Up 存在の問いの位置づけ : 要旨 作成: 2017-09-22
更新: 2019-06-03


    存在とは何か?」は,尋常な問いではない。
    世間的にはビョーキの問いである。
    この問いは,どこから来るのか?

    この問いの源は,「わたしはなんでわたしなの?」である。

    わたしはなんでわたしなの?」の問いは,ひとに考える術を与えない。
    どうしようもないので,問いのレベルを一つ下げて,「<わたし>とは何か?」を立問してみる。

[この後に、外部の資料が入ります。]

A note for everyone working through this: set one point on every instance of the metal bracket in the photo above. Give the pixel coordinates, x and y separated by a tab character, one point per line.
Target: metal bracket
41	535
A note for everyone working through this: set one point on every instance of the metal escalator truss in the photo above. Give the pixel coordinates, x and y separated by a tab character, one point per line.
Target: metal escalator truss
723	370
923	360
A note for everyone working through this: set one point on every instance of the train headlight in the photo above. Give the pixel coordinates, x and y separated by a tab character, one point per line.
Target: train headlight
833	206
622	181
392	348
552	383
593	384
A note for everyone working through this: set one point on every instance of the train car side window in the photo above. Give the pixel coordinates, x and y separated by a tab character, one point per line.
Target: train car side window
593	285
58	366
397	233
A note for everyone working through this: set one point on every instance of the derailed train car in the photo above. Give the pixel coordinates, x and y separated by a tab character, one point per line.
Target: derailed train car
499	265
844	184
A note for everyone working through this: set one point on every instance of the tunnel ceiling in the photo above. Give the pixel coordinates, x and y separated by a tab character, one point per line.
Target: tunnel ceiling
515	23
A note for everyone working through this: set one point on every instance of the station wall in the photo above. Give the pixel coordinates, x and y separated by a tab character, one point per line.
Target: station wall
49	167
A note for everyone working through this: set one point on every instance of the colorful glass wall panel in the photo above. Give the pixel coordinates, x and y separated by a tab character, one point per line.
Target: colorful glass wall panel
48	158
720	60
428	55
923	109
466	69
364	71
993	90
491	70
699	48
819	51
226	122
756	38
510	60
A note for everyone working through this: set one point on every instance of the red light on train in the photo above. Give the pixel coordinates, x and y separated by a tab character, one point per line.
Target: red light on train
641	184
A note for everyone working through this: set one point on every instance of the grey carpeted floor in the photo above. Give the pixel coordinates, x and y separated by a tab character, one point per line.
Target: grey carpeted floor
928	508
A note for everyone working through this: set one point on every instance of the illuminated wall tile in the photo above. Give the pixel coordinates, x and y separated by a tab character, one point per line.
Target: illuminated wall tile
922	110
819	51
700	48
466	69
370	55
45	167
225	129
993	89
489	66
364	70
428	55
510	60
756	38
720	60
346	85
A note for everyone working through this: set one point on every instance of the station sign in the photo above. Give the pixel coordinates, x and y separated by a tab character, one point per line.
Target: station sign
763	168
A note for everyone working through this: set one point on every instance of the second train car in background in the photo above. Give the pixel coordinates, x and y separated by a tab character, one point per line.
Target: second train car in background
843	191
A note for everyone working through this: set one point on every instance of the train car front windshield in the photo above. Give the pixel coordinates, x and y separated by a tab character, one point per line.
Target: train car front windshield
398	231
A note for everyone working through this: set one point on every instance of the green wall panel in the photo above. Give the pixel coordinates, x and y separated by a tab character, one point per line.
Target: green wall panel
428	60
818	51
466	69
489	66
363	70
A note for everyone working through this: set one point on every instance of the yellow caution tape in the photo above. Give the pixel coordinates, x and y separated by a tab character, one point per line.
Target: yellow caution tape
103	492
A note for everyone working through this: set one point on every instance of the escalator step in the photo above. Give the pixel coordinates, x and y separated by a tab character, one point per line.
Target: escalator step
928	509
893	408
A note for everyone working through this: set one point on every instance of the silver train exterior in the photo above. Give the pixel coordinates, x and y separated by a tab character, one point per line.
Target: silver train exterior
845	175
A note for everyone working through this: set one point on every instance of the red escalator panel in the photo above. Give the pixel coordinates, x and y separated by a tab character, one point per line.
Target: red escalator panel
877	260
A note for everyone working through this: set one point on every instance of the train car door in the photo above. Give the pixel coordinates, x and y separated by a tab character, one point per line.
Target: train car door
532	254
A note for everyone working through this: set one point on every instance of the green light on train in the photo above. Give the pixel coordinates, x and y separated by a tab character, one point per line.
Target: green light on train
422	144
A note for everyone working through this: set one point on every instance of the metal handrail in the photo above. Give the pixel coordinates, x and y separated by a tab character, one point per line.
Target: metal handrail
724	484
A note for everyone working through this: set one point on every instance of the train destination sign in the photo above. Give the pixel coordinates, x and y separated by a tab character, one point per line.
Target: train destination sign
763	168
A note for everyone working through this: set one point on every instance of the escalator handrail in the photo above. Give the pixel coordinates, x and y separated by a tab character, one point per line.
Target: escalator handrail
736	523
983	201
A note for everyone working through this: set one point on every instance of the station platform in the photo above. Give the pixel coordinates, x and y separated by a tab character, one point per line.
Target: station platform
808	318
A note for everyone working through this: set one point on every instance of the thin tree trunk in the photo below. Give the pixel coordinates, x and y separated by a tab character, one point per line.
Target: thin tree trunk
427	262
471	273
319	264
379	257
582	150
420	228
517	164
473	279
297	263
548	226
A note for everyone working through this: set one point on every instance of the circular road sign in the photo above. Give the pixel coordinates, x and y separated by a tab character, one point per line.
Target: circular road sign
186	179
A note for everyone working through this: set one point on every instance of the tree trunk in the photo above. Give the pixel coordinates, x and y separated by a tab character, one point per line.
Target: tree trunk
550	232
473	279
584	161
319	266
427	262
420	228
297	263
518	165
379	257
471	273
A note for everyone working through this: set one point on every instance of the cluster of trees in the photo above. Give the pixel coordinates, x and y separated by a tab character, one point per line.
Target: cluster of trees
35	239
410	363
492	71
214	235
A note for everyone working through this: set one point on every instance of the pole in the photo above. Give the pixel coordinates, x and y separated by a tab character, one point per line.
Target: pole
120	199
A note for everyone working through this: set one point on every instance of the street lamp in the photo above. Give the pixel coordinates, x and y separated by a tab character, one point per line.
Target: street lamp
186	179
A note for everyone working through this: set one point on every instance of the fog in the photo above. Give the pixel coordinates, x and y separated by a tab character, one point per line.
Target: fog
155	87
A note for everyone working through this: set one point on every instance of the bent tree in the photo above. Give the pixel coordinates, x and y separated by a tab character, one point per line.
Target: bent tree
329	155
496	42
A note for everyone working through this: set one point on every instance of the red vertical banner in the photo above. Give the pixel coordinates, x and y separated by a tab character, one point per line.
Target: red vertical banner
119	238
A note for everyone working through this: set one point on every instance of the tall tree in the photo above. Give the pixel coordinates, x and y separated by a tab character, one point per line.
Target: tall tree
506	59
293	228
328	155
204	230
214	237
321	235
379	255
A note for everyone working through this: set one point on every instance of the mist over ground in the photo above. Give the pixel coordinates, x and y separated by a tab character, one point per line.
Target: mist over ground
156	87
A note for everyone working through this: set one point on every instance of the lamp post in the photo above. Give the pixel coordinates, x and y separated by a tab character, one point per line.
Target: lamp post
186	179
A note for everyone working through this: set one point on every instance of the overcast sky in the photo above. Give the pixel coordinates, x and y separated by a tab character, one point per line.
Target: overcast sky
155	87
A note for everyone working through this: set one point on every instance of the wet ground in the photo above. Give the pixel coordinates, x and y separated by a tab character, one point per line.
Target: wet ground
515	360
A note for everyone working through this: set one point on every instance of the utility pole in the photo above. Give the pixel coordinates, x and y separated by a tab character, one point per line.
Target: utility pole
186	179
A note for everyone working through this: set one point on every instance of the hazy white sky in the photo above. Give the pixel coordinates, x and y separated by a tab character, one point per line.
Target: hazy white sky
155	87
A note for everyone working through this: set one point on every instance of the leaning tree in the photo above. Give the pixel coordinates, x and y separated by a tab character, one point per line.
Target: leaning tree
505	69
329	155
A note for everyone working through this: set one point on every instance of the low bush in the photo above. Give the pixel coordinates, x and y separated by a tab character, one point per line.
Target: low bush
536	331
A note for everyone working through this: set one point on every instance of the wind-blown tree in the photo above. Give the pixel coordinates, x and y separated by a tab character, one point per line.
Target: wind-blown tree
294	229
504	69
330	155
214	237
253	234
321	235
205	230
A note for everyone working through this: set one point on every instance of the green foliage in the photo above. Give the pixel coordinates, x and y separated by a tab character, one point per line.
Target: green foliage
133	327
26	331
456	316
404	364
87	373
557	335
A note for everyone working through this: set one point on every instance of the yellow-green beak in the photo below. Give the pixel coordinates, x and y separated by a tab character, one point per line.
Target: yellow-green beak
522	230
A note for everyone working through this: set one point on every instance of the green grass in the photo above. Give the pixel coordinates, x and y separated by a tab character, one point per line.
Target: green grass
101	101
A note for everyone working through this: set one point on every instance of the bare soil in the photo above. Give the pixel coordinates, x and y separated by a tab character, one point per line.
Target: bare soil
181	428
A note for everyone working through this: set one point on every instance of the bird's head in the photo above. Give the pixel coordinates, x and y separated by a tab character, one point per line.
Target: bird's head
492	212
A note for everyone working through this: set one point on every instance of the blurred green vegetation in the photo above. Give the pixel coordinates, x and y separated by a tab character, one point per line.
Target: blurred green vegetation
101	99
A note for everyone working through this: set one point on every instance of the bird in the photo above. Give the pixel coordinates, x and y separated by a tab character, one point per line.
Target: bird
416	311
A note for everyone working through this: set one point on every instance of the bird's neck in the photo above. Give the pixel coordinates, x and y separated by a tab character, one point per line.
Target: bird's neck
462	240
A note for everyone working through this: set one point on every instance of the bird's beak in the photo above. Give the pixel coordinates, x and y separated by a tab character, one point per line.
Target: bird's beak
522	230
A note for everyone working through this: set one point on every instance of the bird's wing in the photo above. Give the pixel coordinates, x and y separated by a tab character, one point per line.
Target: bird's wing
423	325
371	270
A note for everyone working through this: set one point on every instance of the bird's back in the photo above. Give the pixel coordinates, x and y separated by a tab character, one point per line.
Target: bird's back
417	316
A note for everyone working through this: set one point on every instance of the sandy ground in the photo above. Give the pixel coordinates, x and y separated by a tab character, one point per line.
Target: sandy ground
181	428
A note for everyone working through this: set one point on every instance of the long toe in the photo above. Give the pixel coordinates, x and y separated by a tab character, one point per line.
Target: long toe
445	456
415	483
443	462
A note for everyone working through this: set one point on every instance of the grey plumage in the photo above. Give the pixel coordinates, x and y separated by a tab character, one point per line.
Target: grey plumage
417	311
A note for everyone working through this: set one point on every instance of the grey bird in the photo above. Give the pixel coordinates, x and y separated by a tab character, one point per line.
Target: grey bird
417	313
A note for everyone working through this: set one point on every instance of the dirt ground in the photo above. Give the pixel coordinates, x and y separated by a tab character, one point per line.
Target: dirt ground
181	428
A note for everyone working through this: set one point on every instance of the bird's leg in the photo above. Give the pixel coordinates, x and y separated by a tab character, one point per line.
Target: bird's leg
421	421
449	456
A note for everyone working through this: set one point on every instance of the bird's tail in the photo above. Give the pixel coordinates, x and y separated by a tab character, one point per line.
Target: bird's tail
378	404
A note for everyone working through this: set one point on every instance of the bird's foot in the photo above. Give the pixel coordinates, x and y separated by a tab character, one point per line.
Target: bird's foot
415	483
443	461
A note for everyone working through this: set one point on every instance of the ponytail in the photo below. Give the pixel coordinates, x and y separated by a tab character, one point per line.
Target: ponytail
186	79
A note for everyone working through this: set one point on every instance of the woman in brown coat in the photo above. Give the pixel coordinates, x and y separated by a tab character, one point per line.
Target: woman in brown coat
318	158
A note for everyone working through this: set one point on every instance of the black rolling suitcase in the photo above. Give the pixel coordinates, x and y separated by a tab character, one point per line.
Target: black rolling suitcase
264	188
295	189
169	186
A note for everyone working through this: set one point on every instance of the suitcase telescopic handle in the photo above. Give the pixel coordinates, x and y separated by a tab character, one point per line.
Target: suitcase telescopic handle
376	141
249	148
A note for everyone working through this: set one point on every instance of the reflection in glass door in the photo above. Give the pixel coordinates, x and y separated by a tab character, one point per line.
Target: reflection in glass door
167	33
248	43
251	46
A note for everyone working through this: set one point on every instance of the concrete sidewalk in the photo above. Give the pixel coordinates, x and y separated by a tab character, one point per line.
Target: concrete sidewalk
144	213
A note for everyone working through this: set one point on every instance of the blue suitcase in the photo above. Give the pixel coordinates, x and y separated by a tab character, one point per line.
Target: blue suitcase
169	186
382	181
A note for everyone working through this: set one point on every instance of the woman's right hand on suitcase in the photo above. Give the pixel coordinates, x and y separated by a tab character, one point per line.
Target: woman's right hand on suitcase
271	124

    ここで<わたし>は, 「自意識」のことではない。
    生物個体の行動は,川面に流れる落ち葉の動きとは区別される。
    前者には<主体>を見て後者には見ないわけである。
    この<主体>が,ここでいう<わたし>である。
    <わたし>は,ミミズにもウィルスにも措定される。

    しかし「<わたし>とは何か?」の問いも,ひとに考える術を与えない。
    どうしようもないので,問いのレベルをさらに下げて,「生物とは何か?」を立問してみる。
    しかしこの問いは,「生物は非生物と何が違うか?」の問いを間にはさんで,「そもそも自然の中の物とは何か?」「そもそも自然とは何か?」の問いに至る。

    自然とは何か?」は,科学の趣の問いである。
    哲学だと「存在とは何か?」になる。

    しかし,問いの形が違えば,探求の形も違ってくることになる。
    自然とは何か?」だと,「調べる」になる。
    存在とは何か?」だと,「想う」になる。
    前者は外に開き,後者は自分の殻に閉じこもる。